By Maria Teresa Arias
A group of women wearing black shoes with metal plates on their soles and heels are reflected in a mirror. The room fills with the noise of dance steps. Deborah Jones, tap dance instructor, stands in the front of the room and stops the class to ask, “Are
you ready for the music?”
Jones took her first tap dance lessons at the Cinderella Dance Studio in Redondo Beach, Calif., when she was 5 years old. She said back then she did not think she would become a dance instructor.
Jones said that teaching happened accidentally, but once she started, she realized she loved it and has continued teaching since.
Jones has been teaching tap dance at Brookhaven College since Fall 2009.
She said tap dance is the hardest type of dancing because it is not only about looking good while dancing and having the right technique.
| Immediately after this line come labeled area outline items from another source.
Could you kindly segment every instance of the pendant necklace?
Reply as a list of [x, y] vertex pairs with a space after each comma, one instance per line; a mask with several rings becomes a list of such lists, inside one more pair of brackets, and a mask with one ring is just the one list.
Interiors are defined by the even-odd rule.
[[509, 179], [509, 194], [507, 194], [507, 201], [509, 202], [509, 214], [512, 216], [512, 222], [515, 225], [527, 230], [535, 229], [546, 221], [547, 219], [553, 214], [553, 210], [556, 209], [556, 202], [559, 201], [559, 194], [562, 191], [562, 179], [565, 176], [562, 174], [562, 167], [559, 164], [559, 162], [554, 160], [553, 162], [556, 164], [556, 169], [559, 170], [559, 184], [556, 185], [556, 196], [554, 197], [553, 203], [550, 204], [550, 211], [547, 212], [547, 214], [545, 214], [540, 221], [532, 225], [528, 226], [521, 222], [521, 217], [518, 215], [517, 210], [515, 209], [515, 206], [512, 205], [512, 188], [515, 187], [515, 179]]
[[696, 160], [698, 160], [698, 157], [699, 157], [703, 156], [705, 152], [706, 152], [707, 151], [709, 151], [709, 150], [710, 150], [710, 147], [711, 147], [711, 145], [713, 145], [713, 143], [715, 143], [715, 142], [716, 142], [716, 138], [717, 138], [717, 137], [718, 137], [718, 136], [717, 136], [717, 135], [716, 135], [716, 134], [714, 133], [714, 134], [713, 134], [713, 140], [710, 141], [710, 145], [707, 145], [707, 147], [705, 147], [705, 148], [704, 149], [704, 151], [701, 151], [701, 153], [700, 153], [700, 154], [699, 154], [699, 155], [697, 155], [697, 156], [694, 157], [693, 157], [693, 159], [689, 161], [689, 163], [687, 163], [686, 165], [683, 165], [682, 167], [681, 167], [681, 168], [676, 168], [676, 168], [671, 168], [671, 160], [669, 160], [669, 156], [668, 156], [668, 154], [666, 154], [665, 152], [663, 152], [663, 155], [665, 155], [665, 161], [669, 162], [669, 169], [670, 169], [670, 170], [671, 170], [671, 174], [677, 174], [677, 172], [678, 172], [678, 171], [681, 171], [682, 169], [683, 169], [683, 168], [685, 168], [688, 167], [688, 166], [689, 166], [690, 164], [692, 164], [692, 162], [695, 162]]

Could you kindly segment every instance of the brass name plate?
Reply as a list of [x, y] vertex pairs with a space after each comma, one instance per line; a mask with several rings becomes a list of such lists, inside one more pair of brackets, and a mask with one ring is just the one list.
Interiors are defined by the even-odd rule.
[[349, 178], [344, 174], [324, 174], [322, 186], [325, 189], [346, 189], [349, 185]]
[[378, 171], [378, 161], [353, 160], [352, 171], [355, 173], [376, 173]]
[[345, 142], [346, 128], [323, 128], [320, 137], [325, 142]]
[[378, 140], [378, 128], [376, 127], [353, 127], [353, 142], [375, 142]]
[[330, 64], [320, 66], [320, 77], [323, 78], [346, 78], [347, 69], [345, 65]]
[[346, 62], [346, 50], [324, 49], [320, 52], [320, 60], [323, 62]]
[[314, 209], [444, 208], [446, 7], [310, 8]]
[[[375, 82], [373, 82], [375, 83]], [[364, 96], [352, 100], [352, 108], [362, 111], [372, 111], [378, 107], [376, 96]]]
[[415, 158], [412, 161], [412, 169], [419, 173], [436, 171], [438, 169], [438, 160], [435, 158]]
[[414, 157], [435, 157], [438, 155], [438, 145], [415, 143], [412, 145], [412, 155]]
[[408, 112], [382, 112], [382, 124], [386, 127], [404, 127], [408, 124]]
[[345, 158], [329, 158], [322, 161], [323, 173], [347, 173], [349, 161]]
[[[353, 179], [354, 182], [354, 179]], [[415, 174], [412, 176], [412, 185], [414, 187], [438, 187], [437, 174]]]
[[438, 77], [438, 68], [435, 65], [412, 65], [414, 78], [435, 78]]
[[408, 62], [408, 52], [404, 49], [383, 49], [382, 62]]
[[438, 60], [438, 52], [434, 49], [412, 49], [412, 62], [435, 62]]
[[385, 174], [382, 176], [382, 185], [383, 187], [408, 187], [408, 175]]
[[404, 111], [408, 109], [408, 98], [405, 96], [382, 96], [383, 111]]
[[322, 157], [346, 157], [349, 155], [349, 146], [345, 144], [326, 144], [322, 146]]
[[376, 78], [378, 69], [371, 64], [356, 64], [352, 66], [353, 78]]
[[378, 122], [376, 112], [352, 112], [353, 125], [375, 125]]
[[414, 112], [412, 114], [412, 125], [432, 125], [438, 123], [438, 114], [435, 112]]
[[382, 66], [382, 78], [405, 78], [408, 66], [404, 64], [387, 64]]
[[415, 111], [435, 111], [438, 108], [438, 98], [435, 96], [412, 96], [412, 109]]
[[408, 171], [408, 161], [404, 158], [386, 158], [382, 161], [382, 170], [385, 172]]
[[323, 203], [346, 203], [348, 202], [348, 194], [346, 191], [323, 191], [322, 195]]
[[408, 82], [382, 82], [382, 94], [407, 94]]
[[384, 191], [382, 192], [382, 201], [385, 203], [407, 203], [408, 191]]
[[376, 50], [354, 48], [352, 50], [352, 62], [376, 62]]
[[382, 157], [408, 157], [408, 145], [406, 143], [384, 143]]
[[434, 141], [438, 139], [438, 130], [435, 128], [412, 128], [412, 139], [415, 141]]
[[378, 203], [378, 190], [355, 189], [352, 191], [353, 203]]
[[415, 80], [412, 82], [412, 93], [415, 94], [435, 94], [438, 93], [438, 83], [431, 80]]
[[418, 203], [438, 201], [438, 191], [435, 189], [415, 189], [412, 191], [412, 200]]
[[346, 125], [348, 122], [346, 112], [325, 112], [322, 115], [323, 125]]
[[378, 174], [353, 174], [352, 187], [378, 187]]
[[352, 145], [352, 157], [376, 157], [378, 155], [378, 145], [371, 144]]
Tap also involves adding percussion to the music while doing so.
Mila Lucas, a student who is also a teacher and owns a dance studio, said she loves this particular class because of the way Jones teaches it.
Lucas said she had taken tap dance lessons before, but likes this class because it combines both technique and learning by listening and sticking to the rhythm of the music. “I play piano, too, so I learn better by listening,” Lucas said.
Tap dance at Brookhaven used to be both a continuing education and credit course class, but this semester it became part of the 50+ Education Program.
Charlie Atha, a 50+ Education Program student, said she always wanted to tap dance but did not have the chance until four years ago when she started taking the class.
Atha said the reason she loves tap so much is because it helps her to stay young.
“I have realized that the more I practice, the sharper my mind gets,” Atha said. “If you constantly keep thinking about yourself being old, you will feel and act as if you’re old, and people will see you as an old person.”